Anne Rice examines her life and beliefs
Anne Rice, author of the best-seller "Interview with a Vampire" and the books it spawned, has a new career, or at least a new direction. After years of writing blockbuster horror novels, lately she has turned her focus to the life of Jesus. Rice vows that she will write about religion and faith exclusively henceforth.
It would seem to be a sharp turn, from crafting characters that many would consider dark and damned, "shut out of life," as she describes them, to attempting to re-create a historical figure regarded by millions as the Son of God or God Incarnate and the founder of Christianity, one of the world’s major religions. Christianity in its purest form affirms and celebrates life, not lusts to destroy it.
But Rice says that shifting from writing about vampires to writing about religion is a natural progression. In "Called Out of Darkness: A Spiritual Confession" (2008, Alfred A. Knopf), she writes that the Vampire stories reflect her inner struggle after she turned away from her Roman Catholic faith while a college student and became an atheist. In the next 38 years and 21 books, she was searching for the way back to belief in God, she says, albeit unconsciously.

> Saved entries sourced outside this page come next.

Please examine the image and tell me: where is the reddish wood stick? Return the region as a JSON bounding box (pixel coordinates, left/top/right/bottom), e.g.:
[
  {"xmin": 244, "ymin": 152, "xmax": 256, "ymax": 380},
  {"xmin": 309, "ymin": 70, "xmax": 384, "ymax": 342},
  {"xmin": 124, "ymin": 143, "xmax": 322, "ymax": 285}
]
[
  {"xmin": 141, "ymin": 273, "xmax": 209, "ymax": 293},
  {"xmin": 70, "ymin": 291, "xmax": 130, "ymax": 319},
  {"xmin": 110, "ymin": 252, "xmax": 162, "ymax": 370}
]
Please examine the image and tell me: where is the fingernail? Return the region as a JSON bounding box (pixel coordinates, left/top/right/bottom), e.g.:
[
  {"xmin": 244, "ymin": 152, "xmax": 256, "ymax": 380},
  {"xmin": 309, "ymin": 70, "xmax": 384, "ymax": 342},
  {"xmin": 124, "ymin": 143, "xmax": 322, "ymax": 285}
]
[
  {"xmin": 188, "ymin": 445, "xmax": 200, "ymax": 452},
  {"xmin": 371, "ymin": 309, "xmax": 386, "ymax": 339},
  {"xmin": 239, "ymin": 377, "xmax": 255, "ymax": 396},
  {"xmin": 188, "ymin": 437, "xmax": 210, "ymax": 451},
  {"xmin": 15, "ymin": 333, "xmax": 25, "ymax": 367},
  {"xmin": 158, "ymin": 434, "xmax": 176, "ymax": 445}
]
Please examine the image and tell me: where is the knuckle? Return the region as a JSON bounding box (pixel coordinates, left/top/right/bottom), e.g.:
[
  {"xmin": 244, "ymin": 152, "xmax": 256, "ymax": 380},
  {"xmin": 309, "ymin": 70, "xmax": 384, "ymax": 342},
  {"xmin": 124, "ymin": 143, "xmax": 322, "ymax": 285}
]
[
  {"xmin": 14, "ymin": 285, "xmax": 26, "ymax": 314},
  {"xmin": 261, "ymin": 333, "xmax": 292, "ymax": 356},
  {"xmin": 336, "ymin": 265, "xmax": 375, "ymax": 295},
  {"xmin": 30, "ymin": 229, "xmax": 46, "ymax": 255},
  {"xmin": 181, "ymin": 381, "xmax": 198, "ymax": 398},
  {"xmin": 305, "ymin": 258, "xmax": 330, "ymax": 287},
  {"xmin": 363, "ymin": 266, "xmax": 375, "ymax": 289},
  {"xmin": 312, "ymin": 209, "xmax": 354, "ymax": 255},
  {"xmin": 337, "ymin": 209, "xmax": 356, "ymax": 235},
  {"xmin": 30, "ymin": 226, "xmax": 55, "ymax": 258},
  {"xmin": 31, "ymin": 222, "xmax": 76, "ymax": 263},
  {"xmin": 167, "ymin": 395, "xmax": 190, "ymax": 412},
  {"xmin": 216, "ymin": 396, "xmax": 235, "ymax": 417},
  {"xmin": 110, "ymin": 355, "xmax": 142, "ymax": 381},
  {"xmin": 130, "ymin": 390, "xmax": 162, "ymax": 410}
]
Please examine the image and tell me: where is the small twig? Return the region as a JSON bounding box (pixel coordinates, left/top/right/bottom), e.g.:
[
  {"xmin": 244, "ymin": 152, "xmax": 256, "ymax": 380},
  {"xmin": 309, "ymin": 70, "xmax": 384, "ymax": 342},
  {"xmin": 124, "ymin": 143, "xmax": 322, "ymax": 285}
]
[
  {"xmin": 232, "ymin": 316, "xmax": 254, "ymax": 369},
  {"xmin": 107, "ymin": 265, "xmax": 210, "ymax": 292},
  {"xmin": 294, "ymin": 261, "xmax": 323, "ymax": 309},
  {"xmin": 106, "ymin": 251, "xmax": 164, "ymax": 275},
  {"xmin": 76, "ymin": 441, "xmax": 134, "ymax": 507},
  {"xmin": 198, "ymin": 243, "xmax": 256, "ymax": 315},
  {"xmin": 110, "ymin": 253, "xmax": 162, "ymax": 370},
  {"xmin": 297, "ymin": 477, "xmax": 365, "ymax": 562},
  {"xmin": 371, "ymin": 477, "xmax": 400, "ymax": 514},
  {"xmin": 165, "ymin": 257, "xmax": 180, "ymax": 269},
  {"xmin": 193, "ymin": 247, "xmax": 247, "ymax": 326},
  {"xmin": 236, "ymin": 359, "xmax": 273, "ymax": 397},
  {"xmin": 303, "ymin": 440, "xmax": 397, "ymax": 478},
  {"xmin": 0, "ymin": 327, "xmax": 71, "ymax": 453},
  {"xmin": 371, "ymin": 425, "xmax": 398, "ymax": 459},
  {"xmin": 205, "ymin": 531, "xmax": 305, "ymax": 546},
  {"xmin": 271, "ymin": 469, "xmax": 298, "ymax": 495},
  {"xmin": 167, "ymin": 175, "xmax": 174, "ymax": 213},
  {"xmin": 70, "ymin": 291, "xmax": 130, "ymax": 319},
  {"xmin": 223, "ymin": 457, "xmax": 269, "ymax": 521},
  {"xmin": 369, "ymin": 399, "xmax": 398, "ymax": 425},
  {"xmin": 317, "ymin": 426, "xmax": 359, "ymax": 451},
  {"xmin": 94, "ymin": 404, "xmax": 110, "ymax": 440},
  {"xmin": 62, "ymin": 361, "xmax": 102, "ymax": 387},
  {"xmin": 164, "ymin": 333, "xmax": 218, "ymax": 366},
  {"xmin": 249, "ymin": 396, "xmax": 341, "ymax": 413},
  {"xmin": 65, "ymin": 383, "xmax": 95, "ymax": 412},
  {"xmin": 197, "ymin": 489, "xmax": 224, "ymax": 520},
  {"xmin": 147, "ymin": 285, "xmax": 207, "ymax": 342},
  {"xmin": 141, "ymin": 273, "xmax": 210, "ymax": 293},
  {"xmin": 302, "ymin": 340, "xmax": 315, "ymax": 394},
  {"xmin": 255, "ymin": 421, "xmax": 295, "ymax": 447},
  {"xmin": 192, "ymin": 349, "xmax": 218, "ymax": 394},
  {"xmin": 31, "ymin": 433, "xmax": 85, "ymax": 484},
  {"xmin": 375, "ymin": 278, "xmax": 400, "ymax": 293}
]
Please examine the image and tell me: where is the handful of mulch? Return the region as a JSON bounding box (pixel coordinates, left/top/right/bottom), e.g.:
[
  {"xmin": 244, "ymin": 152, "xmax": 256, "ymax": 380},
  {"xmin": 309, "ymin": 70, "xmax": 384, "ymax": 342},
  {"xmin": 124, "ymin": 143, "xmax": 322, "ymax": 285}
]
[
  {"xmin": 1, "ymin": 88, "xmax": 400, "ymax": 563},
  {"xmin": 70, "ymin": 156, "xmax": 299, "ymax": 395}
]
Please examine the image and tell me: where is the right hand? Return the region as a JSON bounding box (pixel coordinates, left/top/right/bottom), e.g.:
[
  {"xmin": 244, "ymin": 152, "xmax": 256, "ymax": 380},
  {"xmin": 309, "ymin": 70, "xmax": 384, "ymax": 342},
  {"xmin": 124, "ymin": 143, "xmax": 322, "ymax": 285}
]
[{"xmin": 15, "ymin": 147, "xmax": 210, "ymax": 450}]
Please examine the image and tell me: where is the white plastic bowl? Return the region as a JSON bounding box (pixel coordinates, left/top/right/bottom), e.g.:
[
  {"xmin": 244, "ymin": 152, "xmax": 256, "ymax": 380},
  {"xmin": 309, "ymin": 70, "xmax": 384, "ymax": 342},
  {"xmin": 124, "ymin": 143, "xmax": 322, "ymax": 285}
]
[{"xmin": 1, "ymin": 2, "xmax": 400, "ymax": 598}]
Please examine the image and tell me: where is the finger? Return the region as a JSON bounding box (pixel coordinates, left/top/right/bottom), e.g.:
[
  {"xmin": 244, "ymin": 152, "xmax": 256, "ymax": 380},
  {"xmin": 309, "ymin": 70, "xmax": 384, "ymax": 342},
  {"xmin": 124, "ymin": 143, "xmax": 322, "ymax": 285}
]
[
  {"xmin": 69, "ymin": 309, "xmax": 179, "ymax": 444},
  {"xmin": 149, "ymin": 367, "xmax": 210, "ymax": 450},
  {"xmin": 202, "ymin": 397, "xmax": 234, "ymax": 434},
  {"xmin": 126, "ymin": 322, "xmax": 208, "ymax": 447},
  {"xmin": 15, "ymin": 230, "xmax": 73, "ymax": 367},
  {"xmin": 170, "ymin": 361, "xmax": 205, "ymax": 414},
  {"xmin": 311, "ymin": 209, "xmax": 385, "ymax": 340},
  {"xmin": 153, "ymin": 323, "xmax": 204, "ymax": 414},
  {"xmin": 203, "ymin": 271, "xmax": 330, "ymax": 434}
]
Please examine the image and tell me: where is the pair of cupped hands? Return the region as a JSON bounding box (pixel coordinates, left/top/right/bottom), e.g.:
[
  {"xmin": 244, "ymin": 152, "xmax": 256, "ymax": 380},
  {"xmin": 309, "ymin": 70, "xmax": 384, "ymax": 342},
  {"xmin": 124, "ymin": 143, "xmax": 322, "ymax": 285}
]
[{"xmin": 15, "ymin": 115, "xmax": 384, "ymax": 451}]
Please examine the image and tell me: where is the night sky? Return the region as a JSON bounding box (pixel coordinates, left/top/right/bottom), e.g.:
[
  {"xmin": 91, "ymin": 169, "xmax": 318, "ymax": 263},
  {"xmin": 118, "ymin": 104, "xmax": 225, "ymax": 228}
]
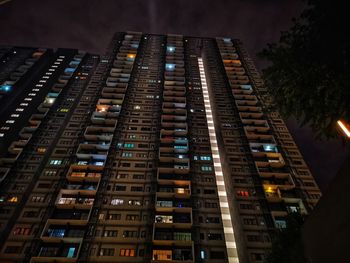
[{"xmin": 0, "ymin": 0, "xmax": 348, "ymax": 192}]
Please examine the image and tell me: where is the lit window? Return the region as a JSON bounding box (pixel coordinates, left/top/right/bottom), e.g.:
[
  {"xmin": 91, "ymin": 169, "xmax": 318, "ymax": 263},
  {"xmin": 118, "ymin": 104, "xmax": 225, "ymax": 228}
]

"Called Out of Darkness" is Rice’s account of her loss of faith and the decades-long journey to reconversion and return to the Roman Catholic Church. Rice is a strong believer in traditional Catholicism, but her latest book is also a defense of Christianity in general, in the face of modern society’s onslaught. The book is a fascinating look inside the head and heart of a famous writer wrestling with age-old questions of belief.
Although the vampire books brought Rice fame and vast fortune, she also has suffered great losses besides the loss of faith — her mother died when Rice was 14, she lost a little daughter to deadly illness, and her husband — the love of her life — died in 2002 after 41 years of marriage. In spite of those blows, she has remained positive, richly creative and, as this book proves, thought provoking.